Caranya, kubuat mesin baru, dan kunamai dia, Pasar Valuta Asing (valas). Jika
negara-negara jajahanku sudah membuka Pasar Valasnya, aku mulai masuk,
mempermainkan nilai kurs mata uang lokal sesuai kehendakku. Akhirnya juga,
harga bahan baku bertekuk lutut menyembahku.
Aku semakin dekat meraih mimpiku: menguasai dunia.
Saat
ini, pengeluaran terbesarku adalah upah bagi tenaga kerja yang tetap tinggi.
Ini membuat impianku kian jauh untuk kugenggam. Dengan cepat, kutemukan caranya. Aku coba merambat ke ranah pendidikan,
dengan bantuan boneka-boneka milikku di kursi birokrasi, aku
melakukan proses liberalisasi pendidikan di negara jajahanku tersebut.

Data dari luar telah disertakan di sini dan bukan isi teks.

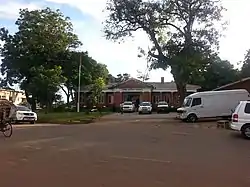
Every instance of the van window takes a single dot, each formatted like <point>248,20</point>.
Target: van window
<point>247,108</point>
<point>196,102</point>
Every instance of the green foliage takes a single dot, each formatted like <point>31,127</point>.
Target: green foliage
<point>90,71</point>
<point>182,32</point>
<point>217,73</point>
<point>143,76</point>
<point>29,54</point>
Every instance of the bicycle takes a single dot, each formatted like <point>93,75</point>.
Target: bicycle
<point>7,129</point>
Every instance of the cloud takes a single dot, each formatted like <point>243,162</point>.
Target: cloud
<point>92,7</point>
<point>120,58</point>
<point>10,9</point>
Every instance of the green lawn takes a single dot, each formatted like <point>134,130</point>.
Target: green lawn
<point>68,117</point>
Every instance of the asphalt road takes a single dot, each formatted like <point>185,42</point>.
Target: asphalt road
<point>124,152</point>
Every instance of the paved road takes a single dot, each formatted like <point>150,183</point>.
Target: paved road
<point>134,153</point>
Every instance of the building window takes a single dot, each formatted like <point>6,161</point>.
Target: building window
<point>165,98</point>
<point>196,102</point>
<point>101,99</point>
<point>110,99</point>
<point>156,98</point>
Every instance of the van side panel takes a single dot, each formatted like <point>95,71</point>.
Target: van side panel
<point>218,104</point>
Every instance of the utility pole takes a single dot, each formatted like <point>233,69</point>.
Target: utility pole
<point>79,84</point>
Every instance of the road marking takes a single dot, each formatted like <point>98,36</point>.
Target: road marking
<point>34,125</point>
<point>142,159</point>
<point>180,133</point>
<point>41,140</point>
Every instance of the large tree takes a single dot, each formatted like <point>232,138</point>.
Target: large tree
<point>182,32</point>
<point>217,73</point>
<point>245,69</point>
<point>91,70</point>
<point>29,54</point>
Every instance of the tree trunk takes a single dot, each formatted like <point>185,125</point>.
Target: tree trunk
<point>31,101</point>
<point>181,88</point>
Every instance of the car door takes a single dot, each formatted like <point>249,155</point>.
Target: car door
<point>197,107</point>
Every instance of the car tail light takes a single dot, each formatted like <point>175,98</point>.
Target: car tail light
<point>235,117</point>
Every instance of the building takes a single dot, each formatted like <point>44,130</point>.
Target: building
<point>241,84</point>
<point>12,95</point>
<point>132,89</point>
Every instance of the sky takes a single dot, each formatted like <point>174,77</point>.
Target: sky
<point>87,17</point>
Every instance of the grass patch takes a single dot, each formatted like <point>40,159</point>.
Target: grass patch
<point>68,117</point>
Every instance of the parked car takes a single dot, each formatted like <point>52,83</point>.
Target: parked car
<point>145,107</point>
<point>211,104</point>
<point>163,107</point>
<point>23,114</point>
<point>128,106</point>
<point>241,119</point>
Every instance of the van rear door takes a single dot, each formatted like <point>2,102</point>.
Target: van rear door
<point>197,107</point>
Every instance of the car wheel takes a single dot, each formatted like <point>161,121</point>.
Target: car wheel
<point>192,118</point>
<point>245,131</point>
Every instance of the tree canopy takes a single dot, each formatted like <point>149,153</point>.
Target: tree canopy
<point>41,57</point>
<point>181,32</point>
<point>217,73</point>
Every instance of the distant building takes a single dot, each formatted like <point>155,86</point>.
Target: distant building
<point>133,89</point>
<point>17,97</point>
<point>241,84</point>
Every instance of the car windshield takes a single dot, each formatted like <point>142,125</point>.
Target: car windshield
<point>127,103</point>
<point>187,102</point>
<point>162,103</point>
<point>23,108</point>
<point>145,104</point>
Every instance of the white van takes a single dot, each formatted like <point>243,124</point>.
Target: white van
<point>211,104</point>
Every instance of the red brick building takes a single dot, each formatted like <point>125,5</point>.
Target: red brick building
<point>241,84</point>
<point>132,89</point>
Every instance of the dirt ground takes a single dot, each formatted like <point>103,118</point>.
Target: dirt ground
<point>125,151</point>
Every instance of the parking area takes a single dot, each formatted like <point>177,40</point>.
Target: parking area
<point>125,150</point>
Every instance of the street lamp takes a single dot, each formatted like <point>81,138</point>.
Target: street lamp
<point>79,84</point>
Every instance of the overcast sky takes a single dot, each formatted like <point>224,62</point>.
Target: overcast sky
<point>87,17</point>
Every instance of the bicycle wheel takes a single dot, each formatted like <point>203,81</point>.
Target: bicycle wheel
<point>7,130</point>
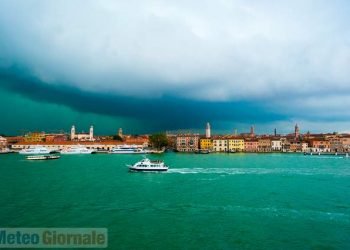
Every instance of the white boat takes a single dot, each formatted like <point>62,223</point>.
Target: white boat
<point>35,150</point>
<point>73,150</point>
<point>42,157</point>
<point>146,165</point>
<point>128,149</point>
<point>5,151</point>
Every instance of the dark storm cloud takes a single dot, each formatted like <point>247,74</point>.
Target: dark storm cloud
<point>169,111</point>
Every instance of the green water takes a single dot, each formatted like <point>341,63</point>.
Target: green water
<point>216,201</point>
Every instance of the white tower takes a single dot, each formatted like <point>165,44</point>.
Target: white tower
<point>72,133</point>
<point>120,132</point>
<point>207,131</point>
<point>91,133</point>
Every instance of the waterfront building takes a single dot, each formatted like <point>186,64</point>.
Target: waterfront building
<point>34,137</point>
<point>207,131</point>
<point>276,144</point>
<point>296,131</point>
<point>285,144</point>
<point>105,145</point>
<point>3,142</point>
<point>206,144</point>
<point>120,132</point>
<point>138,140</point>
<point>56,137</point>
<point>295,146</point>
<point>82,136</point>
<point>251,145</point>
<point>319,145</point>
<point>264,145</point>
<point>345,141</point>
<point>304,146</point>
<point>220,144</point>
<point>187,142</point>
<point>252,133</point>
<point>235,144</point>
<point>335,144</point>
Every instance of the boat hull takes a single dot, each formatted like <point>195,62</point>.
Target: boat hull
<point>133,169</point>
<point>43,158</point>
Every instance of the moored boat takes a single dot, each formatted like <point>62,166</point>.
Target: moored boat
<point>42,157</point>
<point>128,149</point>
<point>146,165</point>
<point>5,151</point>
<point>35,150</point>
<point>78,149</point>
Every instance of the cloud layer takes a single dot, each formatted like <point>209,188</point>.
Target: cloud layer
<point>289,55</point>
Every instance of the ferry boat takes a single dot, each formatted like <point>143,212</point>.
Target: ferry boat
<point>5,151</point>
<point>146,165</point>
<point>74,150</point>
<point>35,150</point>
<point>42,157</point>
<point>128,149</point>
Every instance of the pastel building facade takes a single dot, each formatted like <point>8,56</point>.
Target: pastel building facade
<point>3,142</point>
<point>251,146</point>
<point>264,145</point>
<point>320,145</point>
<point>82,136</point>
<point>220,145</point>
<point>236,144</point>
<point>187,143</point>
<point>276,145</point>
<point>206,144</point>
<point>34,137</point>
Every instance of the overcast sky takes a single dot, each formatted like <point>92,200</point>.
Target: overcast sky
<point>289,58</point>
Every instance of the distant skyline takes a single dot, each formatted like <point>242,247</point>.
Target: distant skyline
<point>164,65</point>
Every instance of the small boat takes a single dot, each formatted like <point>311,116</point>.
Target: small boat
<point>128,149</point>
<point>146,165</point>
<point>42,157</point>
<point>35,150</point>
<point>5,151</point>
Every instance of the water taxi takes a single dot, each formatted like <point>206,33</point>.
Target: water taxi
<point>42,157</point>
<point>128,149</point>
<point>146,165</point>
<point>35,150</point>
<point>74,150</point>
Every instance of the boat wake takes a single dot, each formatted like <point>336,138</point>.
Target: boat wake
<point>262,171</point>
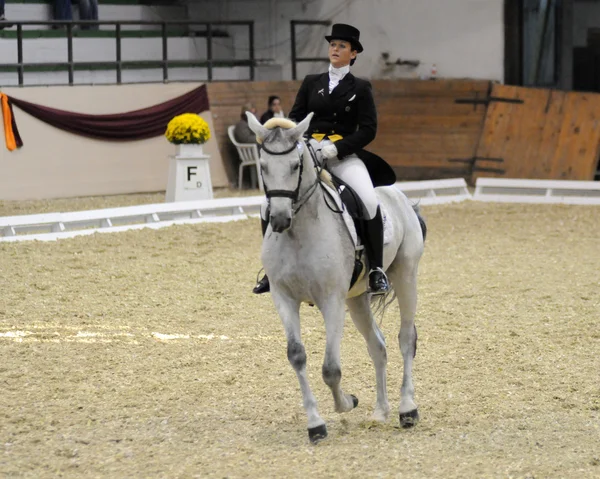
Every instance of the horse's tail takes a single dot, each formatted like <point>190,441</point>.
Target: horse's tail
<point>417,210</point>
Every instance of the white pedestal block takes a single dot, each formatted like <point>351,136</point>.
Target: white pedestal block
<point>189,175</point>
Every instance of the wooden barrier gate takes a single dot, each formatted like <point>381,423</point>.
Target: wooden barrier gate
<point>454,128</point>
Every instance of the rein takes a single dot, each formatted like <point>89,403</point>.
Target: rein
<point>294,194</point>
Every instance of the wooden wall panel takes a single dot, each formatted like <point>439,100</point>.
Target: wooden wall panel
<point>420,125</point>
<point>226,100</point>
<point>551,135</point>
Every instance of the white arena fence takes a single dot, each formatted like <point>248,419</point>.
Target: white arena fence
<point>54,226</point>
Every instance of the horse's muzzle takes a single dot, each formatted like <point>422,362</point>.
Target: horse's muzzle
<point>280,223</point>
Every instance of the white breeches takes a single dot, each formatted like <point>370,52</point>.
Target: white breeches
<point>350,170</point>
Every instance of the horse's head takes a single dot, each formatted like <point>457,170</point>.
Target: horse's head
<point>281,162</point>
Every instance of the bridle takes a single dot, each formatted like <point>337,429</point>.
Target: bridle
<point>297,200</point>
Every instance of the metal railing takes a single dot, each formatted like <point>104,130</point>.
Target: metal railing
<point>119,64</point>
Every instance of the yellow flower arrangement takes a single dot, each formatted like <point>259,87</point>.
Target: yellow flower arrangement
<point>188,128</point>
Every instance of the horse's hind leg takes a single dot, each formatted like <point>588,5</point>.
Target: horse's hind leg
<point>334,313</point>
<point>360,311</point>
<point>289,311</point>
<point>404,280</point>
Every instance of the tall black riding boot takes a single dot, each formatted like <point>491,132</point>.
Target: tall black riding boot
<point>263,285</point>
<point>378,283</point>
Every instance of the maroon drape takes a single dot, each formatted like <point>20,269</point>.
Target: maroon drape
<point>134,125</point>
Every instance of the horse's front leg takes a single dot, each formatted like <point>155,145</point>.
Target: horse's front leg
<point>289,312</point>
<point>333,309</point>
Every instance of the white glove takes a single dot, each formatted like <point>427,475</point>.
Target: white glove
<point>329,151</point>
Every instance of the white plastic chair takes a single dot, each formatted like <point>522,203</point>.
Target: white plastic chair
<point>248,153</point>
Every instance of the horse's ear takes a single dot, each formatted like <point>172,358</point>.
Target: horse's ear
<point>259,130</point>
<point>296,133</point>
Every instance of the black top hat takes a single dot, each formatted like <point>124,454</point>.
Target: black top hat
<point>341,31</point>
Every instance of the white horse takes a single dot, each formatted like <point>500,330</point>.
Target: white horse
<point>309,256</point>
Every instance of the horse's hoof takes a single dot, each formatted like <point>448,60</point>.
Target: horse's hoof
<point>409,419</point>
<point>316,434</point>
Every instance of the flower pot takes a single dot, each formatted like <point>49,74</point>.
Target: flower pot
<point>189,150</point>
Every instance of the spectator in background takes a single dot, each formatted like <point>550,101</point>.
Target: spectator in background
<point>88,10</point>
<point>273,111</point>
<point>242,132</point>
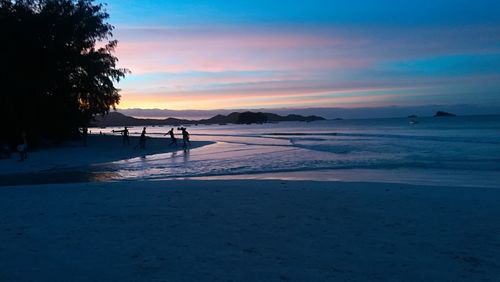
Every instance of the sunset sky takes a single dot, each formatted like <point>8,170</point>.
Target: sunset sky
<point>271,54</point>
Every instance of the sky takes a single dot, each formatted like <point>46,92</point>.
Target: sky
<point>215,54</point>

Jika penyelenggaraan pendidikan sudah diliberalisasi,
berarti pemerintah sudah tidak bertanggung jawab untuk memberikan subsidi. Itu
artinya biaya pendidikan mahal. Di sana, aku akan hadir sebagai seorang
pahlawan, dengan membuka sekolah-sekolah kejuruan, SMK, dan sekolah sejenisnya dengan mengutamakan
penguasaan teknik dan skill daripada pengetahuan umum dan perkembangan dunia.

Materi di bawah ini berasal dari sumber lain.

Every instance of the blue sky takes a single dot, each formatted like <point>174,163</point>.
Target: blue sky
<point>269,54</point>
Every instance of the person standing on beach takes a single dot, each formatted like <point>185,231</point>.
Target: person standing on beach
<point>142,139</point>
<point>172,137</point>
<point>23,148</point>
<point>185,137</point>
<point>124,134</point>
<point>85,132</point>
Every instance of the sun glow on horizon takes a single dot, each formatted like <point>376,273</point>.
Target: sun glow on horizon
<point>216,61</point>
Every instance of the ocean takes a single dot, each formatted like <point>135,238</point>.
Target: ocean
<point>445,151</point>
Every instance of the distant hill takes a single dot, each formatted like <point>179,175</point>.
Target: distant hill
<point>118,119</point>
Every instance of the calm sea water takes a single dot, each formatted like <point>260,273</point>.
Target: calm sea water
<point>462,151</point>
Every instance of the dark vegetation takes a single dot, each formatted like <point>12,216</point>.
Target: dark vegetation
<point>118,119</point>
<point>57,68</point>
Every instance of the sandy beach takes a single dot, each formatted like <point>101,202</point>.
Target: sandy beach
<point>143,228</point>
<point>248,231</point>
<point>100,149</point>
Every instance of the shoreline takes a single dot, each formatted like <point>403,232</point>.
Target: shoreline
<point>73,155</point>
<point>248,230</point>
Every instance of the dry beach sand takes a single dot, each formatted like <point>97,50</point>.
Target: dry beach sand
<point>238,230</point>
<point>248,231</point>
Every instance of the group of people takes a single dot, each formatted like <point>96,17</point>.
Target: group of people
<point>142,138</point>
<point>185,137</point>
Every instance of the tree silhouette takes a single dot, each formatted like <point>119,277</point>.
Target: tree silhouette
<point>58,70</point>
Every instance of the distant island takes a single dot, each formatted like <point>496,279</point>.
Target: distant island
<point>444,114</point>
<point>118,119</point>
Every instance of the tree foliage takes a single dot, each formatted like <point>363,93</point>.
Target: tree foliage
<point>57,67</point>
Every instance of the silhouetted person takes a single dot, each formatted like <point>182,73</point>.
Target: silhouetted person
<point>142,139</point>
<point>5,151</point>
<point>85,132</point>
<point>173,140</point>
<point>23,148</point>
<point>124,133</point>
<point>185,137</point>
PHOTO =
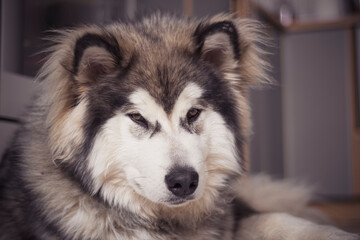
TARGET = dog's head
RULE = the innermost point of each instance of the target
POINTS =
(154, 111)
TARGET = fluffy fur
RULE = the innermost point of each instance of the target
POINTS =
(125, 109)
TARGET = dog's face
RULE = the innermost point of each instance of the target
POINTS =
(155, 113)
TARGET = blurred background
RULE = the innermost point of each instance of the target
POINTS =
(306, 126)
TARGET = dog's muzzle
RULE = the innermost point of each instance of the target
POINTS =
(182, 181)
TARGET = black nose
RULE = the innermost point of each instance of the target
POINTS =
(182, 181)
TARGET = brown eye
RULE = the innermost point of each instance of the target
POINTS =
(192, 115)
(137, 118)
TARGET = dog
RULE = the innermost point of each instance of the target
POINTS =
(138, 132)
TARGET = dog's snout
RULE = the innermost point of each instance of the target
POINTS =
(182, 181)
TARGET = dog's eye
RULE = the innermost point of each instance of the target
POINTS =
(137, 118)
(192, 115)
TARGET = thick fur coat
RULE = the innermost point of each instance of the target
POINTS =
(138, 132)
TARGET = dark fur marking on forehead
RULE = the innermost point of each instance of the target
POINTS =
(191, 128)
(227, 27)
(156, 130)
(108, 42)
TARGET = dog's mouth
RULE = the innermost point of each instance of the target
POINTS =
(175, 201)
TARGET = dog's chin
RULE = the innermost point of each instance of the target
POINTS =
(174, 201)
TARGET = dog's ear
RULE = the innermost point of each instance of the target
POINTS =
(95, 56)
(218, 44)
(233, 46)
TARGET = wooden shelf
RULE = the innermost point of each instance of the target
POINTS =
(343, 22)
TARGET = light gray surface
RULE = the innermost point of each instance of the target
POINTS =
(146, 7)
(316, 110)
(266, 142)
(11, 23)
(203, 8)
(7, 131)
(16, 93)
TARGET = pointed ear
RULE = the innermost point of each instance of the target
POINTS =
(235, 47)
(95, 56)
(218, 44)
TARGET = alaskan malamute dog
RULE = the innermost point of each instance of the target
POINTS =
(138, 133)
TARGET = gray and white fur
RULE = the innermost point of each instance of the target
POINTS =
(138, 133)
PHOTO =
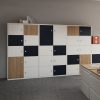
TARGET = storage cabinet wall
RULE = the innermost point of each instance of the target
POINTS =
(47, 50)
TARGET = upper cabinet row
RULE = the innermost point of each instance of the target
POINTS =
(35, 29)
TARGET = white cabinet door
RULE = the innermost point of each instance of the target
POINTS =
(73, 69)
(31, 40)
(59, 60)
(85, 89)
(15, 29)
(60, 34)
(85, 40)
(96, 49)
(31, 67)
(45, 66)
(85, 49)
(93, 95)
(15, 51)
(46, 50)
(73, 49)
(73, 40)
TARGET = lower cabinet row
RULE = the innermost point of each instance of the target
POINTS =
(32, 69)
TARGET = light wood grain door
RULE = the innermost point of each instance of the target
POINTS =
(15, 67)
(85, 59)
(30, 29)
(73, 30)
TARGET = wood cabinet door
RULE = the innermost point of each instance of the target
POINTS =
(15, 67)
(85, 59)
(46, 35)
(73, 30)
(46, 66)
(30, 29)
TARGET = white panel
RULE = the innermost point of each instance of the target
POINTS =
(46, 50)
(59, 60)
(85, 75)
(73, 40)
(15, 29)
(15, 51)
(85, 40)
(72, 50)
(45, 66)
(31, 67)
(96, 49)
(60, 34)
(73, 69)
(93, 95)
(85, 89)
(31, 40)
(85, 49)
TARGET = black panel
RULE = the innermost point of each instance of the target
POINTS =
(96, 58)
(59, 70)
(15, 40)
(73, 59)
(85, 31)
(59, 50)
(30, 50)
(46, 35)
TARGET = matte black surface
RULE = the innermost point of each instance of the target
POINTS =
(73, 59)
(30, 50)
(56, 88)
(59, 50)
(59, 70)
(96, 58)
(85, 31)
(46, 35)
(15, 40)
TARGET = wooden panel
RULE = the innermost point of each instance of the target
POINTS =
(73, 30)
(20, 67)
(30, 30)
(15, 67)
(85, 59)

Dengan sekolah ini tentu diharapkan akan banyak
melahirkan anak didik yang sangat terampil, penurut, sekaligus mau digaji
rendah. Aku sudah dengan sendirinya menjadi pahlawan, juga menciptakan
kantong-kantong gudang pekerja di perusahaan-perusahaanku yang tersebar di
seluruh dunia.
Kini aku sudah semakin
dekat menggenggam dunia. Aku menguasai dunia. Aku penguasa dunia.
Ada satu hal teramat penting yang kini aku risaukan.
Konsumenku di negara-negara jajahanku akan miskin absolut, dan pada titik
tertentu, daya beli mereka akan semakin menurun, kemiskinan merajalela, dan
akal busukku menguasai dunia akan dicium banyak pihak, dan itu artinya, masa
depanku terancam.
Agar rakyat negara miskin tetap memiliki daya beli, maka
aku kembangembangkan Non Government
Organizations (NGO) atau LSM. Tujuan pendirian NGO ini adalah untuk
melakukan pengembangan masyarakat (community
development), yaitu pemberian pendampingan pada masyarakat agar bisa
mengembangkan industri-industri level rumahan (home industry), seperti kerajinan tradisionil maupun industri
kreatif lainnya. Masyarakat harus tetap berproduksi (walau skala kecil),
agar tetap memiliki penghasilan.
Agar operasi NGO ini tetap eksis di tengah masyarakat,
maka diperlukan dukungan dana. Aku dengan giat mendukung kegiatan NGO ini. Taktikku ini juga sekaligus
membuat nukaku putih bersih di dalam pandangan para terpelajar dan aktivis di
negara-negara terjajah.
Dengan ini, aku peroleh 3 keuntungan sekaligus: masyarakat
akan tetap memiliki daya beli, akan memutus peran pemerintah terjajah mereka
dan yang terpenting, negara jajahanku tidak akan menjadi negara industri besar
untuk selamanya. Dia konsumen abadiku, jajahan abadiku.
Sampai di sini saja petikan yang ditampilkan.